I have an upgrade project to do. It is fairly complicated and while OpenUpgrade documentation is good, its mainly written for the simple case. I've used it lately for a number of v10 - v11 migrations and easy peasy, done in minutes.
So what we are doing is migrating from v7 to v11. The database is large, like 50gb large and there are roughly 150 modules installed. The last time I tried OpenUpgrade on a database this large, it took 3 weeks just to migrate the account move lines, which led to me abandoning the project for a few years and doing my own thing with a direct sql implementation which did the whole thing in 30 minutes.

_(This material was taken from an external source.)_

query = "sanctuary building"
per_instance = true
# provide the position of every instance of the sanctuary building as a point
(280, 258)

However, the complexity here and multiple version jumps means I want to try it again. Besides, even if the time becomes unsuitable, OpenUpgrade has a library of tools which could prove useful if I need to take the SQL route. The idea is to do a quick recce to see if it is feasible, and iterate from there.
Step 1. Read the docs
Step 2. Again
Step 3. Ask some people who know their stuff. Turns out I am not alone here.
Step 4. Take stock of the current situation.
SELECT name, author from ir_module_module WHERE state = 'installed' ORDER BY author, name;
Compare that list with OpenUpgrade migration docs for what has been done. Cut and paste and VLOOKUP for all 4 versions. OK 49 are ready all the way to 11.
Do a quick pass to spot anything odd, like I'm sure they don't use that and check it out or I know they aren't going to use that again. Great that is another 24 modules I can mostly forget about for now - plugin_thunderbird anyone, or the account_report_company fiasco of the new v7 partner model - although some dictate some serious migration work, like porting reports from webkit to qweb.
Check the OCA modules are migrated to v11 already, and whether there has been any changes of note.
Mostly OK, web_context_tunnel I've noted needs replacing with base_view_inheritance_extension and needs migrating.
Few view renames.
A couple with open PR's which I note to review.
Make various notes about expected issues in the code migration where obvious, but plenty now to see if feasible. The 50 modules cover roughly 80 pct of the data, so enough to start timing. I can continue the notes once I got an upgrade going.
Unfortunately now the phone goes and my daughter has arrived at swimming without togs. So TBC tomorrow.